Union with Christ

Watson WednesdaysWednesdays with Watson is a weekly reading taken from my favorite Puritan writer, Thomas Watson.  This week’s selection is taken from The Sermons of Thomas Watson.

…our being with Christ is not only local, but conjugal:  we shall so behold him, as to be made one with him.  What nearer than union? what sweeter?
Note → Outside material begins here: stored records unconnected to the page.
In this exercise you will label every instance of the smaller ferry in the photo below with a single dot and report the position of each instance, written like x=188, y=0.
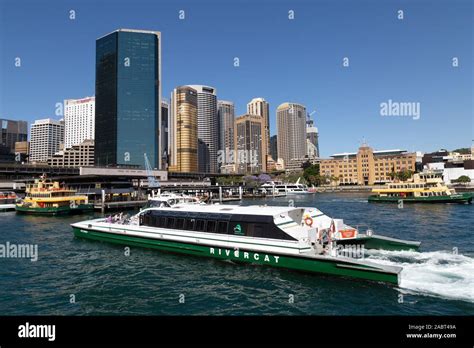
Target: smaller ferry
x=287, y=188
x=302, y=239
x=50, y=198
x=8, y=200
x=425, y=187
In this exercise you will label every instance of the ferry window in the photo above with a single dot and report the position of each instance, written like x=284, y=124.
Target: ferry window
x=189, y=224
x=211, y=226
x=199, y=225
x=222, y=227
x=179, y=223
x=170, y=223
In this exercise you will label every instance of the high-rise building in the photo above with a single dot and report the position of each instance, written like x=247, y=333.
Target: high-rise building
x=249, y=141
x=274, y=147
x=183, y=130
x=164, y=132
x=259, y=106
x=312, y=138
x=79, y=120
x=208, y=132
x=46, y=138
x=128, y=98
x=291, y=126
x=226, y=116
x=11, y=132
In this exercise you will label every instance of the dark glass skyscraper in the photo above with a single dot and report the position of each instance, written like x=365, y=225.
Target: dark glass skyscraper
x=128, y=98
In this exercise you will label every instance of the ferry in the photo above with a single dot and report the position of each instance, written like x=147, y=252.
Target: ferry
x=50, y=198
x=425, y=187
x=8, y=201
x=287, y=188
x=301, y=239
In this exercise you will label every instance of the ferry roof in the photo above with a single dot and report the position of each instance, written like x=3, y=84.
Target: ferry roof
x=231, y=209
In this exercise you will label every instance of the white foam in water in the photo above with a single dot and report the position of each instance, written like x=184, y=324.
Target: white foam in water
x=437, y=273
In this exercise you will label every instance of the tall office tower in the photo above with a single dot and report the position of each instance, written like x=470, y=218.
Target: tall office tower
x=274, y=147
x=291, y=127
x=79, y=121
x=165, y=111
x=249, y=141
x=208, y=132
x=46, y=138
x=259, y=106
x=128, y=98
x=312, y=138
x=11, y=132
x=226, y=116
x=183, y=130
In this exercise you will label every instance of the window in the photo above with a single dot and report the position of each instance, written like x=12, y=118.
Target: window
x=222, y=227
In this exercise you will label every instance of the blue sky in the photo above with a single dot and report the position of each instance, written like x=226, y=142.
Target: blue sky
x=282, y=60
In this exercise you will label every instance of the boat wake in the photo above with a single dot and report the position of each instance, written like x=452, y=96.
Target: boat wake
x=437, y=273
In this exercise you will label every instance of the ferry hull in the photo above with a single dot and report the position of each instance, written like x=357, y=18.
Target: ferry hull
x=55, y=211
x=457, y=198
x=298, y=262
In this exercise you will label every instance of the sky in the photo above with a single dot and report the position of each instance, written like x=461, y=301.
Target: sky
x=300, y=60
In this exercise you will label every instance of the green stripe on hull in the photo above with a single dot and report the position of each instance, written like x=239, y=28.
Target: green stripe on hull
x=457, y=198
x=55, y=211
x=300, y=263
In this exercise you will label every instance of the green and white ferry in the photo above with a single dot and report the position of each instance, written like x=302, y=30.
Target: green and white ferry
x=297, y=238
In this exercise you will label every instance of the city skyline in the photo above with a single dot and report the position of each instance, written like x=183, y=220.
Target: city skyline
x=379, y=73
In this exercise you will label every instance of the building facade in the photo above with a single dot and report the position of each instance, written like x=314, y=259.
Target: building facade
x=250, y=146
x=128, y=98
x=11, y=132
x=81, y=155
x=259, y=106
x=46, y=138
x=183, y=130
x=367, y=167
x=79, y=120
x=291, y=128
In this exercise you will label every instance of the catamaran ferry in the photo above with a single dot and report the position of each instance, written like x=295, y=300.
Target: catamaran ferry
x=302, y=239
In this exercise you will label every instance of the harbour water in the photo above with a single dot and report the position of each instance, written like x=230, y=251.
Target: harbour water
x=80, y=277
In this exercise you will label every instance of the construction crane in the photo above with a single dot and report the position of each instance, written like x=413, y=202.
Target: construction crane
x=152, y=181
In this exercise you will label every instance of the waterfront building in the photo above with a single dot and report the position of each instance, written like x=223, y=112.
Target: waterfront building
x=81, y=155
x=11, y=132
x=164, y=133
x=226, y=116
x=46, y=138
x=183, y=130
x=250, y=146
x=208, y=132
x=79, y=120
x=259, y=106
x=367, y=167
x=291, y=128
x=128, y=98
x=312, y=136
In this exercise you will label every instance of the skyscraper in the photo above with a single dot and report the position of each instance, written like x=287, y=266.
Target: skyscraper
x=46, y=138
x=128, y=98
x=208, y=132
x=79, y=121
x=226, y=116
x=259, y=106
x=291, y=127
x=312, y=138
x=183, y=130
x=250, y=144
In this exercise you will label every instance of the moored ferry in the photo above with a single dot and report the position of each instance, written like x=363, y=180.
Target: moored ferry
x=8, y=200
x=50, y=198
x=426, y=187
x=302, y=239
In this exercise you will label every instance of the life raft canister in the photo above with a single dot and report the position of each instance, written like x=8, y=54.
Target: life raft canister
x=308, y=221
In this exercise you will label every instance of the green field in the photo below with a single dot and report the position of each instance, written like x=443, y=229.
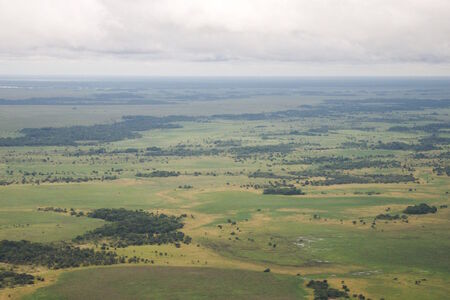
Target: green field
x=345, y=163
x=171, y=283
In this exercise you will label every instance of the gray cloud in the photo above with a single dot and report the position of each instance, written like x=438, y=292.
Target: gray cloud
x=247, y=31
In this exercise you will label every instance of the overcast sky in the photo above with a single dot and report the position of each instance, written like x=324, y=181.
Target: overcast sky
x=229, y=37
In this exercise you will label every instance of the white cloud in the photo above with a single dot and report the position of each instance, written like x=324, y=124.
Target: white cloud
x=246, y=31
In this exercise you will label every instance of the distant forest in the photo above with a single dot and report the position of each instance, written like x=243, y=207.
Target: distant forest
x=129, y=126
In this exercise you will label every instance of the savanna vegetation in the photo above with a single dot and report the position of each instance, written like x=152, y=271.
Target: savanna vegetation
x=343, y=193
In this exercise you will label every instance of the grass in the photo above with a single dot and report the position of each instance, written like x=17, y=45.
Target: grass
x=171, y=283
x=216, y=264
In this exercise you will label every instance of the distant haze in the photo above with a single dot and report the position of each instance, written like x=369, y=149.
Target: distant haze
x=232, y=37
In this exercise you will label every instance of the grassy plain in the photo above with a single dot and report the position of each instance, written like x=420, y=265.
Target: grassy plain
x=314, y=234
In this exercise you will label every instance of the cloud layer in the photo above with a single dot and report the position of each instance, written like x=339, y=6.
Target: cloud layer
x=297, y=31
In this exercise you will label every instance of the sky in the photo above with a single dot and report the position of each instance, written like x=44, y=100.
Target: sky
x=225, y=38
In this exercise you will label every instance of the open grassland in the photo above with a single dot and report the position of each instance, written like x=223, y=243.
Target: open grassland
x=215, y=172
x=171, y=283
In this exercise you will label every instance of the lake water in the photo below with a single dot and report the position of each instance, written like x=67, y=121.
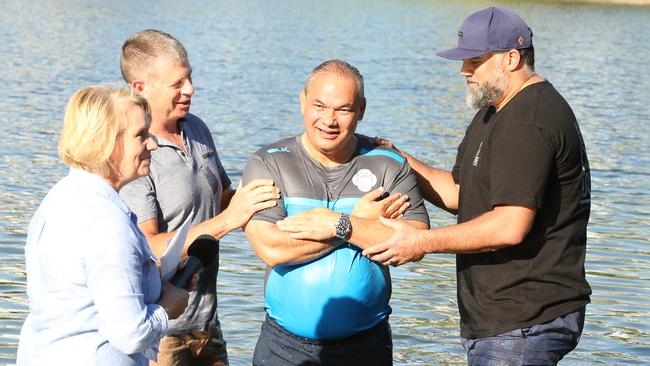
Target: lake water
x=250, y=59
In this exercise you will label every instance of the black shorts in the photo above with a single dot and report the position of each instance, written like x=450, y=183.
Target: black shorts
x=278, y=347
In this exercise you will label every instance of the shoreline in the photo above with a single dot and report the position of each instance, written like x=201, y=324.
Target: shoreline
x=604, y=2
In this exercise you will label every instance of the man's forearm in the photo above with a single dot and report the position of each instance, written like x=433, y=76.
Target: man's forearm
x=436, y=186
x=276, y=247
x=366, y=233
x=499, y=228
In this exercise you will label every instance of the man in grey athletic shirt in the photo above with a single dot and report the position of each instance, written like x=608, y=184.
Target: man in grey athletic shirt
x=326, y=303
x=186, y=179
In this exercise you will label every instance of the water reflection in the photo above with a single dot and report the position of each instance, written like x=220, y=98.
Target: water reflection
x=249, y=58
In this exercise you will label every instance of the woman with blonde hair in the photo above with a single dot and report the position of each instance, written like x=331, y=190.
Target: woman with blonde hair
x=95, y=295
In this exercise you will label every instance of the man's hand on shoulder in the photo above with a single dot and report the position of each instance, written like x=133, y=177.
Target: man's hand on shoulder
x=257, y=195
x=378, y=203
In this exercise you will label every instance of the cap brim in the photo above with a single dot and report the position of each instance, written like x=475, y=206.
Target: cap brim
x=458, y=53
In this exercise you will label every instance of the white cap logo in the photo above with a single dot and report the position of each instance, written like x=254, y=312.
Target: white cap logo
x=364, y=180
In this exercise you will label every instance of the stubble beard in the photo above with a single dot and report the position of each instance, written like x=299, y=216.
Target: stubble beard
x=489, y=93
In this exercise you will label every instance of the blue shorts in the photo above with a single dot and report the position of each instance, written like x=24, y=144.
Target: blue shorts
x=276, y=346
x=541, y=344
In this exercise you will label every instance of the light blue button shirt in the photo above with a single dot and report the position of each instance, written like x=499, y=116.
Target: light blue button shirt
x=92, y=281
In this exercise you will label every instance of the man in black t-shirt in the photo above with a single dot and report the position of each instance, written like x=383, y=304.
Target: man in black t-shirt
x=521, y=188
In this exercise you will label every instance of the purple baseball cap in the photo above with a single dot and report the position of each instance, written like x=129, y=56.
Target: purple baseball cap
x=487, y=30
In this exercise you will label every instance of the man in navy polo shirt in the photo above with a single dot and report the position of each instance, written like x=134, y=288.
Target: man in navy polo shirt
x=521, y=188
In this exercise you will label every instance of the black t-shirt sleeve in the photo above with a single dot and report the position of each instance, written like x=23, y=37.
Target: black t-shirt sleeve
x=525, y=159
x=256, y=168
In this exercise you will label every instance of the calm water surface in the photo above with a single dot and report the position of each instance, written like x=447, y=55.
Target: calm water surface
x=249, y=60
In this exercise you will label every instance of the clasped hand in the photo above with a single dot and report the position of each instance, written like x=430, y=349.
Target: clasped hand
x=320, y=223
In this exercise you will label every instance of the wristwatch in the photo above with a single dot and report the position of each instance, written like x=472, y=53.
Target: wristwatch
x=343, y=227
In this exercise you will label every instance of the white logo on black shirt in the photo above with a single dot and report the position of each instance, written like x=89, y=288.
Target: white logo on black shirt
x=476, y=157
x=364, y=180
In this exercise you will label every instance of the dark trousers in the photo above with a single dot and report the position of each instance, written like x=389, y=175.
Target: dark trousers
x=278, y=347
x=541, y=344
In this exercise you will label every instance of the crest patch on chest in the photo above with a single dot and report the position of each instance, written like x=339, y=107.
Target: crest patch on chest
x=364, y=180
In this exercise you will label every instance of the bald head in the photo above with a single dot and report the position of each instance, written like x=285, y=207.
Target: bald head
x=339, y=68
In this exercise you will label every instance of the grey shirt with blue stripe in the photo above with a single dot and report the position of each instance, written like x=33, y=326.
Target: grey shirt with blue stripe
x=343, y=292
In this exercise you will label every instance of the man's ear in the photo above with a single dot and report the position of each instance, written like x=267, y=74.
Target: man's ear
x=303, y=101
x=362, y=108
x=512, y=60
x=137, y=85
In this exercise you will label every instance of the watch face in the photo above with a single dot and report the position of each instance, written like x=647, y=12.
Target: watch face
x=343, y=226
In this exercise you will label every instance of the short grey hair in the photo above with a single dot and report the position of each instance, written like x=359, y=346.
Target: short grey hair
x=340, y=68
x=141, y=50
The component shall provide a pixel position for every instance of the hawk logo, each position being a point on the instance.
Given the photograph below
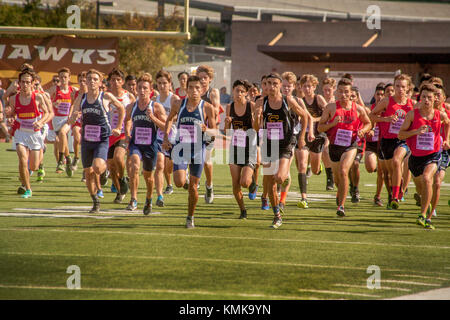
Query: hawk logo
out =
(400, 113)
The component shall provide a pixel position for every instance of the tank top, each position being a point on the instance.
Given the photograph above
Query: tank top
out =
(95, 120)
(345, 132)
(376, 129)
(27, 114)
(144, 130)
(315, 111)
(279, 124)
(240, 126)
(63, 102)
(390, 130)
(428, 142)
(188, 123)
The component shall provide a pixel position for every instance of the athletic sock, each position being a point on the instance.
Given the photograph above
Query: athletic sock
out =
(283, 195)
(302, 182)
(395, 192)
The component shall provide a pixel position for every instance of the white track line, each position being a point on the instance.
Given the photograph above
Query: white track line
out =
(340, 293)
(188, 292)
(288, 264)
(225, 237)
(365, 287)
(423, 277)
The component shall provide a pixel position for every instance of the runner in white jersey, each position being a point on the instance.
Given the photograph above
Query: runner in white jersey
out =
(164, 165)
(117, 145)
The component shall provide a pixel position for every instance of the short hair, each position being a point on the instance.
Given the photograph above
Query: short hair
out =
(207, 69)
(64, 69)
(26, 66)
(404, 77)
(82, 74)
(95, 71)
(29, 72)
(345, 82)
(348, 76)
(164, 74)
(181, 73)
(309, 77)
(330, 81)
(130, 77)
(145, 77)
(116, 72)
(192, 78)
(427, 87)
(289, 77)
(243, 83)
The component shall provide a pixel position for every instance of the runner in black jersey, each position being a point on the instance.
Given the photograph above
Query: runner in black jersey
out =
(273, 113)
(212, 96)
(239, 118)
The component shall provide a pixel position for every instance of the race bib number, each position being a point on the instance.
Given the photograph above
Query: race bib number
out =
(275, 130)
(425, 141)
(188, 133)
(27, 125)
(92, 133)
(63, 108)
(343, 137)
(376, 134)
(239, 138)
(143, 135)
(394, 128)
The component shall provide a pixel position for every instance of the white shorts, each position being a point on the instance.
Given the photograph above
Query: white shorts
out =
(31, 140)
(58, 122)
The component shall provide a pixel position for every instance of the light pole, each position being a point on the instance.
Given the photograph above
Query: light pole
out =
(102, 3)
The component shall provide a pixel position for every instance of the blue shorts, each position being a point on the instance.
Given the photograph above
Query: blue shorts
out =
(195, 161)
(146, 154)
(92, 150)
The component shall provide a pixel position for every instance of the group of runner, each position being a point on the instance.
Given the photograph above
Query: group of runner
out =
(119, 122)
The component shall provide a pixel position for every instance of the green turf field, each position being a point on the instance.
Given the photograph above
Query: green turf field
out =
(122, 255)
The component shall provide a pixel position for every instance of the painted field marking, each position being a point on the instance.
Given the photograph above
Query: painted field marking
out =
(225, 237)
(365, 287)
(340, 293)
(287, 264)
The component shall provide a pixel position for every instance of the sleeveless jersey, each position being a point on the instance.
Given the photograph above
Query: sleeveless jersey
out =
(27, 114)
(345, 132)
(279, 124)
(144, 130)
(63, 102)
(428, 142)
(95, 120)
(390, 130)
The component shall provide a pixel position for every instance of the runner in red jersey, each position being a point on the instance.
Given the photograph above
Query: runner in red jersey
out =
(62, 98)
(117, 145)
(390, 113)
(371, 160)
(440, 175)
(31, 111)
(421, 130)
(341, 121)
(181, 90)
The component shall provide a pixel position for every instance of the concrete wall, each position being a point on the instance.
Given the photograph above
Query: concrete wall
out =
(250, 64)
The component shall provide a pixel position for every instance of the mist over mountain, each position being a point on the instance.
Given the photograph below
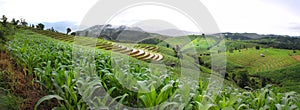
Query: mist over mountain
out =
(61, 26)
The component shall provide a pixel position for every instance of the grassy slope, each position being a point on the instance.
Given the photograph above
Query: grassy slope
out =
(288, 78)
(251, 59)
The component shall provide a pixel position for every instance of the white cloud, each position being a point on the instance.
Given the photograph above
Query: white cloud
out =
(251, 16)
(257, 16)
(47, 10)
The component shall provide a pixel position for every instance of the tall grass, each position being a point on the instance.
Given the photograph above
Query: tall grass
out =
(82, 78)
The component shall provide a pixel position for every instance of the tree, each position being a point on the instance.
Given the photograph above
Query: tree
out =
(40, 26)
(4, 19)
(68, 30)
(2, 36)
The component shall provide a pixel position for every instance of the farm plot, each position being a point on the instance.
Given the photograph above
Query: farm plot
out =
(262, 60)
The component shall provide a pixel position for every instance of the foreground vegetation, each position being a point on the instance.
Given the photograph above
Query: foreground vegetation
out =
(50, 62)
(80, 77)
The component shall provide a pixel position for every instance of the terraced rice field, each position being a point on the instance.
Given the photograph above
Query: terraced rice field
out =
(254, 62)
(145, 53)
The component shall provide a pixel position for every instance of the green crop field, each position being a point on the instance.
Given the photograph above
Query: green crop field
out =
(80, 73)
(254, 62)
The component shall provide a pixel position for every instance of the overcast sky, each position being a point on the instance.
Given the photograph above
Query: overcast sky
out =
(259, 16)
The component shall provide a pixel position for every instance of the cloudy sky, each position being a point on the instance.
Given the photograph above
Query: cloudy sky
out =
(259, 16)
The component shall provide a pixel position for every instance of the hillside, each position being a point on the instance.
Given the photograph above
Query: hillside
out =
(76, 72)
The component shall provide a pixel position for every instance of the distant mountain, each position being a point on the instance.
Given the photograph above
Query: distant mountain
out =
(175, 32)
(61, 26)
(117, 33)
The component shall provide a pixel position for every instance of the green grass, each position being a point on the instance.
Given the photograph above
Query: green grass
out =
(288, 78)
(77, 76)
(252, 60)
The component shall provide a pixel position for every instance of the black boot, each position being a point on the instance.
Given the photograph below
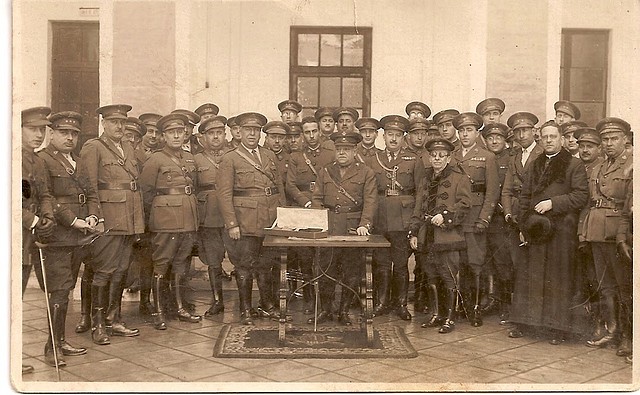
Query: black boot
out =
(402, 288)
(183, 313)
(611, 318)
(476, 315)
(383, 280)
(99, 297)
(449, 324)
(85, 306)
(267, 308)
(245, 285)
(52, 350)
(436, 319)
(159, 319)
(67, 349)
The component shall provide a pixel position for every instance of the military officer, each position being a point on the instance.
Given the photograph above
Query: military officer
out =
(111, 169)
(608, 185)
(442, 202)
(289, 110)
(249, 190)
(398, 172)
(444, 120)
(167, 182)
(76, 210)
(324, 116)
(499, 268)
(479, 165)
(37, 209)
(366, 149)
(566, 111)
(347, 188)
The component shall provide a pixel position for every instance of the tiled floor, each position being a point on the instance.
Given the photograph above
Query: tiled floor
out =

Union is the spring of joy, the ground of privilege; by virtue of this blessed union with Christ, all those rare beauties wherewith the human nature of the Lord Jesus is bespangled shall be ours.  Let us compare two scriptures, John xvii. 24.  “Father, I will that they also whom thou hast given me, be with me where I am, that they may behold my glory.”  That is, the glory of the human nature; this is not all, ver. 22.  “The glory that thou hast given me I have given them.”  Christ hath not his glory only for himself, but for us; we shall shine by his beams:  here Christ puts his graces upon his spouse, and in heaven he will put his glory upon her.  No wonder then the king’s daughter is “all glorious within,” and “her clothing of wrought gold.”  How glorious will the spouse be, when she hath Christ’s jewels upon her?  Judge not of the saints by what they are, but by what they shall be:  “It doth not yet appear what we shall be,” 1 John iii. 1.  Why, what shall we be?  “We shall be like him.”  The spouse of Christ shall not only be made one with Christ, but she shall be made like Christ; in other marriages the spouse changeth her condition, but here she changeth her complexion:  not that the saints in glory shall receive of Christ’s essence, they shall have as much glory as the human nature is capable of; but though Christ conveys his image, yet not his essence.  The sun shining upon a glass, leaves a print of its beauty there; and it is hard to distinguish between the glass and the sun-beam:  but the glass is not the beam, the sun conveys only its likeness, not its essence.